One of the results of my survey on boards of private equity-backed companies could be news to several VC's out there: boards of financially successful companies had a lower turnover of directors. In the survey respondents profiled a specific board and indicated the level of the exit or its current financial performance if there had not yet been an exit. In looking at the nearly 200 boards, there was an average of 1.4 directors leaving the board in the relatively short life of these boards. (For those not familiar in the industry, the board is typically overhauled at the exit.) Some boards had higher turnover and more of those ended badly for investors.
While some of the churn is anticipated because of new financings, there were a number of other more unexpected reasons the directors left, such as the departing director's lack of interest or time (the two are related), and a director being asked not to return. For the latter, I heard this echoed in comments from a VC who mentioned that the outside or independent director from industry was only needed for a year and then he would replaced, sort of like he was used up. I suppose that if you're only looking to use the person's contacts then yes, he/she is easily used up in a year. However, that is exactly the problem attitude that leads to a weaker board.
Why does high director turnover lead to weaker boards and correlate to weaker financial outcome for investors?
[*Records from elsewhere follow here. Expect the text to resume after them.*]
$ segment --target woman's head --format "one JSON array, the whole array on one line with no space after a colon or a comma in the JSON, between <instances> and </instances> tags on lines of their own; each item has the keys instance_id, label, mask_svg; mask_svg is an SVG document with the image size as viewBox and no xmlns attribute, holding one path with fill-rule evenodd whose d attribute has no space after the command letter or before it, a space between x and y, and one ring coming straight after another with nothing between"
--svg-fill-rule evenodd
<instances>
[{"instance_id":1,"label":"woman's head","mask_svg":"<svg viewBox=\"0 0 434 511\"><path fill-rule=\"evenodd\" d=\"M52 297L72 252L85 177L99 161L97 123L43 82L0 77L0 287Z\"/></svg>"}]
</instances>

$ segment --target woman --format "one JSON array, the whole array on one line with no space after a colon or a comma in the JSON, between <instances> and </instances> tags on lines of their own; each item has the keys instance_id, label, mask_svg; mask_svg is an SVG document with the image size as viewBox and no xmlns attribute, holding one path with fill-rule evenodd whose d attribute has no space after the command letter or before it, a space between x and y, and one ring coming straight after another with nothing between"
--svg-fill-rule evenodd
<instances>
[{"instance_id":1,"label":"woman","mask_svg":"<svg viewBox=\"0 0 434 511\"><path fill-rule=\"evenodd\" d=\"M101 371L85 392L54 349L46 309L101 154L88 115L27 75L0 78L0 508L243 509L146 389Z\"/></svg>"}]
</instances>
It takes time to find a new director (months) and another chunk of time to get up to speed on the inner workings of the company and the board itself. This can be a year. More importantly, boards that feel that a short stint from a director is useful have missed the point. If someone seen as useful for a short time -- he/she is a consultant and should be hired as such. The role of a board member is not project specific. Indeed, there is a hint that such a person is somehow subordinate in that boardroom -- other reasons why SARBOX's stance on board members getting consulting contracts applies to good governance in general. The board members should form a group of peers to oversee and guide the company over the longer term, acting in the best interest of the company and all its shareholders -- more on that in another posting. This peer group is not a bunch of friends, but knows each other well enough to constructively disagree. Any departure or new arrival of a board member means a period of adjusting before the group can reach its effective level of open frank debate. And as you all know, time is of the essence for these companies.